Mark Twain, before he died, became bitterly cynical about humanity. Farley Mowat, a famous contemporary Canadian author, has become almost as despairing as Twain about humankind’s future, or even our right to have a future. Based on their keen observations of human history and behaviour, their harsh appraisals of their species are hard to rebut.

The best I can do is to repeat something I wrote to Farley a few years ago. I told him that any species capable of producing someone of his intellectual stature and compassionate nature should not be universally condemned and relegated to the evolutionary scrapheap. The same could be said about Mark Twain and hundreds of other writers and authors, about the many thousands of good and caring social activists (and even a few politicians) who have striven tirelessly over the centuries--no matter how unsuccessfully--to lessen human barbarism and make our society truly civilized.

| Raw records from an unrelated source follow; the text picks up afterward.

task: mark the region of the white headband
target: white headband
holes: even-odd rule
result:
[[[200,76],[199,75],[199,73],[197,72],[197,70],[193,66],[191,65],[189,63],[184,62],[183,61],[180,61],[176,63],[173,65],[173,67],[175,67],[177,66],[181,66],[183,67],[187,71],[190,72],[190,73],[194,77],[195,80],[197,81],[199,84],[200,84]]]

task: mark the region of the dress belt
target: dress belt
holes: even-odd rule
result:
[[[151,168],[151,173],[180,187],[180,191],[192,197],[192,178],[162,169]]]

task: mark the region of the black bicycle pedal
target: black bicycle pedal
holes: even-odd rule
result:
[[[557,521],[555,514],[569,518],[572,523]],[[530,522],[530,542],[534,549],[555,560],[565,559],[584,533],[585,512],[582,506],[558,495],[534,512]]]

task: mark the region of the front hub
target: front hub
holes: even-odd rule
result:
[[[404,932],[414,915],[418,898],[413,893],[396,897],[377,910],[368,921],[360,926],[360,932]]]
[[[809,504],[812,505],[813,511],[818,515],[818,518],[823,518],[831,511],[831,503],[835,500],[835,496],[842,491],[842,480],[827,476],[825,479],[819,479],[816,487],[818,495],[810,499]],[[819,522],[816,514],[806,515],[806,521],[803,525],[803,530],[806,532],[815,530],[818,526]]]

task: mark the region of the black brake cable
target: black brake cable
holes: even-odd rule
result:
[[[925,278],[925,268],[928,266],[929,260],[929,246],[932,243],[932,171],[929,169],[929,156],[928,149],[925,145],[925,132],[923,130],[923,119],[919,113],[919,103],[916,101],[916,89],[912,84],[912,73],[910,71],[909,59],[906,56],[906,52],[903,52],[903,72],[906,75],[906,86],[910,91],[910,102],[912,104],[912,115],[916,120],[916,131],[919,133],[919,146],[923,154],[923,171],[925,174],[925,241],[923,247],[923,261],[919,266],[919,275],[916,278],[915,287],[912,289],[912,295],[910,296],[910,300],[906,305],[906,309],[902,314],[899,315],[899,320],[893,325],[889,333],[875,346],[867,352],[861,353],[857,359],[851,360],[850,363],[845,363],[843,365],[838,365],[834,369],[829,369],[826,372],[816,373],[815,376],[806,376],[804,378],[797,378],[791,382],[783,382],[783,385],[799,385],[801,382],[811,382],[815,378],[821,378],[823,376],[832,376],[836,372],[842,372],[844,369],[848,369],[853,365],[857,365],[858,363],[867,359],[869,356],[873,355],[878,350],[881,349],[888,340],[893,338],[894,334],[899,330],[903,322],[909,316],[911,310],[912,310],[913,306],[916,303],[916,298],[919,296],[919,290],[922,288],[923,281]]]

Whether the valiant efforts of the “do-gooders” are enough to redeem all the terrible violence and villainies perpetrated by the majority of our species is a dubious premise. However, even if the scales are still badly overbalanced by the appalling mountains of human evil, perhaps the existence of a Mahatma Gandhi or a Florence Nightingale or a Leonardo da Vinci or an Elizabeth Fry or a Tommy Douglas might be enough to earn us a stay of execution.

On condition, of course, that we spend the next 20 years or so--starting now--trying to save ourselves.